Besides, its all anonymous. You don't get to know your partners in my
business, and I wouldn't want to know most of them anyway."

"I'm sorry ... again. I should not have made you go through all this
again. Let's talk about something entirely different."

"Like what?"

"Ummmm, school?" Lando hazarded.

"Haven't been in school since last May. I kind of liked school. It
was a safe place, away from Uncle Steve and Zach. And I was doing pretty
good, too."

"Name your favorite and worst subjects."

"Favorite is history. I even thought I might be a history teacher
some day. Ditch that, now. Worst, no question. Math. I hate math."

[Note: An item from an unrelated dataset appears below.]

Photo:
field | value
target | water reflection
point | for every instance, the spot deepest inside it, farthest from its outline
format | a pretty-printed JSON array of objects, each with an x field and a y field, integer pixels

"How come? Not my best subject, but I don't hate it. Don't hate any
of them, actually, 'though some of the teachers are better than others.
This year I'm doing geometry, and that's kind of cool."

"Did algebra last year. All those exes and whys and it doesn't seem
to have anything to do with the real world. I mean, who cares about those
stupid equations?"

"Ummm, like I said, not my favorite, but I think scientists and
engineers and people like that use that stuff all the time," Lando defended
the discipline, mostly because he had a hopeless crush on his freshman
algebra teacher last year.

"I guess. Anyway, let's NOT talk about math."

"Okay. Literature is my favorite. We're reading Shakespeare's ROMEO
AND JULIET, and, man, that stuff is awesome. I guess teenagers had it
rough in those days, too. We're not finished in class, but I know how it
turns out. My dad bought a movie version, and it's pretty close to the
words in our text. And that guy who played Romeo, Leonard Whiting, has a
cute ass."

"How do you know he's got a cute ass?" Dermot asked, clearly
interested in the classics.

"'Cause he shows it."

"No way!"

"Not for long, but if you've got it at home, you can rewind, and
rewind, and ...."

"When does Romeo show his ass? I don't remember that?"

"After he spends the night with Juliet. There's this scene, you know,
and he says it's a nightingale and she says it's a lark, and ...."

"Oh, yeah. I remember."

"How come? Did you do ROMEO AND JULIET in freshman year?" Lando
asked.

"No. We did JULIUS CAESAR. But, in case it hasn't occurred to you,
I've had lots of spare time on my hands for the past few months. I spend
some of it in the public library. Especially when it's cold out."

"Oh, yeah. Sorry. We always seem to get back to that."

"Tell me about it."

"Hey, how about I bring in my copy of ROMEO AND JULIET, and the
remote. Does that thing on the wall play anything but the cartoon
channel?"

"I think so, but you better ask the nurse. I told her to turn it off
and keep it off. I think she wanted to watch her soaps in my room, or
something."

The boys giggled, as they plotted viewing Romeo's ass.